QWhere does aqueous outflow resistance exist?
A
Most of the aqueous outflow resistance is localized in the deepest part of the juxtacanalicular connective tissue (JCT), specifically in a 1–2 μm thick region consisting of the inner wall endothelium of Schlemm’s canal (SCE) and its basement membrane 1). Aqueous humor encounters little resistance in the intertrabecular spaces of the uveal and corneoscleral trabecular meshwork. In glaucomatous eyes, the stiffness of the extracellular matrix in this region is increased to about 20 times normal, which is considered a contributing factor to increased outflow resistance 1).
Deep learning systems have been developed to automatically detect angle closure from AS-OCT images. Fu et al. reported an area under the curve (AUC) of 0.96, sensitivity of 0.9, and specificity of 0.92. This is expected to be applied for screening patients at high risk of angle closure.

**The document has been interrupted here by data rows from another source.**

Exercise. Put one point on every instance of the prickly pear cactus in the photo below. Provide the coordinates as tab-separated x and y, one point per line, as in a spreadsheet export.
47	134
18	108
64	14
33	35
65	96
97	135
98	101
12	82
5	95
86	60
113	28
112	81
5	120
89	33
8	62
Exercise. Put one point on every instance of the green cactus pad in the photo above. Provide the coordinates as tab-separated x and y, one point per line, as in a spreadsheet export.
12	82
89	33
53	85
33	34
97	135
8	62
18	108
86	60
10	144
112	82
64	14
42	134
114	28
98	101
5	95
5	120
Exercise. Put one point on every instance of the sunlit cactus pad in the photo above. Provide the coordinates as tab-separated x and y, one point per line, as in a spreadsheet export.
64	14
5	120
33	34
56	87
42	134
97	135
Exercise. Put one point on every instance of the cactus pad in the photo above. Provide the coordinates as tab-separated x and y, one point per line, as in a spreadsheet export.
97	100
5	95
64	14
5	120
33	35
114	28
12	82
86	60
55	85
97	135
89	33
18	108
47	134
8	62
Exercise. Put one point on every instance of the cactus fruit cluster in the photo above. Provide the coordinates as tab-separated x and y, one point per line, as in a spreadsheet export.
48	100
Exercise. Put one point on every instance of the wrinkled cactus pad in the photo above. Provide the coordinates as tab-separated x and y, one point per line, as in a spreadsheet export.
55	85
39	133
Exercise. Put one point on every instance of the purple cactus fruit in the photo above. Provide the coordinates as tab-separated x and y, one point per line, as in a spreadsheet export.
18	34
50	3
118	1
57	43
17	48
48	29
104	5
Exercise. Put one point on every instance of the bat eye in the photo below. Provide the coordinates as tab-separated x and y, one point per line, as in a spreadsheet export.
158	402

AS-OCTA enables imaging of anterior segment microvasculature without contrast agents. Visualization of deep vessels is increasingly allowing evaluation of pathways beyond the collector channels (episcleral veins and aqueous veins). In the future, its utility in assessing outflow pathways before MIGS and predicting postoperative outcomes is expected to be investigated.
Advances in OCT technology have enabled in vivo measurement of Schlemm’s canal, allowing monitoring of morphological changes in SC in response to medications, laser, and surgery. Clinical applications such as predicting SLT success and evaluating canaloplasty are progressing.